Schaeffer's book, first published in the early 1970s, was perhaps the earliest evangelical response to White - at that time few evangelicals showed much awareness of ecological issues. (A brief personal observation. When I became a Christian in about 1973 I devoured Schaeffer's works, and they were mind-expanding - opening my eyes to art and literature and general culture and ecology and much beside. He had his ears and heart open.) The book reprints White's article in full, so that readers can engage with it on its own terms.
The book begins with a personal example about DDT in birds' eggs, and formulates ecological questions in terms of "pollution" (remember, this is just after "Silent Spring") - living peaceably on the earth without damaging it. Picking up on White, Schaeffer asks what fundamental ways of thinking shape the way that humanity treats the natural world. Is Christianity the problem? He does not defend Christian practice - indeed, one of the most memorable things about the book is its passionate indictment of the ugliness and shallowness of much Christian practice, its false spirituality which despises the body and the earthly. But rather than taking a pantheistic turn, Schaeffer argues that a right Christian theology will honor the natural creation without worshiping it: "Christians, of all people, should not be the destroyers. We should treat nature with an overwhelming respect... Saint Francis' use of the term 'brothers to the birds' is not only theologically correct, but ... to be thought of ... to be practiced ... to be *felt* as I face the tree, the bird, the ant.... If I love the Lover, I love what the Lover has made."
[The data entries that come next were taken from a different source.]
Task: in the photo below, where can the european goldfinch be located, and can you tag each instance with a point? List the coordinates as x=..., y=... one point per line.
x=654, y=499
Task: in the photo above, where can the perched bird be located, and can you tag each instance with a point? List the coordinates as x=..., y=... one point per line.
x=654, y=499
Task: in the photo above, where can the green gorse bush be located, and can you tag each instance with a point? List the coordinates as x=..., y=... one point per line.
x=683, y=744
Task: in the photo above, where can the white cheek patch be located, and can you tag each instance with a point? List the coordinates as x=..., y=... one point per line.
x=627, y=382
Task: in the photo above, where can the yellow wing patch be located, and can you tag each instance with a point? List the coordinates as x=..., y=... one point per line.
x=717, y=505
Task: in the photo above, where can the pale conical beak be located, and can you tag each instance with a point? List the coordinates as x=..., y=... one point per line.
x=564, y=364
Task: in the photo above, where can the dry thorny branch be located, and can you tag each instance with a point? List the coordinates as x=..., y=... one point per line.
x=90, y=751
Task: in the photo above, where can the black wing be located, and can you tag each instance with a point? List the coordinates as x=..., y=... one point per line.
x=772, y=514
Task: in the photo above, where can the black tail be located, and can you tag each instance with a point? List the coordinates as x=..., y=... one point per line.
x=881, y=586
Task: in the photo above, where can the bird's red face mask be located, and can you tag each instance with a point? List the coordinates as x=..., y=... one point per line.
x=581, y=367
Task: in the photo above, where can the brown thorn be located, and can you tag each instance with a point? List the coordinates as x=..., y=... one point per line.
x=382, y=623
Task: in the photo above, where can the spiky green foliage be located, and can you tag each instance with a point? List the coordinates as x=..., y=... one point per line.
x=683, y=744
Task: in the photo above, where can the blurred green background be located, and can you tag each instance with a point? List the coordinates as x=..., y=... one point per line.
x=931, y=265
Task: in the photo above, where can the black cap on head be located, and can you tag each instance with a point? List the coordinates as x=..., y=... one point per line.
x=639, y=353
A basic question about all of Schaeffer's thought is whether "getting our worldview right" is really as important or as effective as he believed. The last paragraph of the book begins, "When we have learned this - the Christian view of nature - then there can be a real ecology; beauty will flow, psychological freedom will come, and the world will cease to be turned into a desert." Strong words. At any rate I think it can be said that how we worship forms who we are. If our worship articulates the understanding of and joy and awe in creation that suffuses this book, we will become people who are closer to God and who more deeply respect what God has made.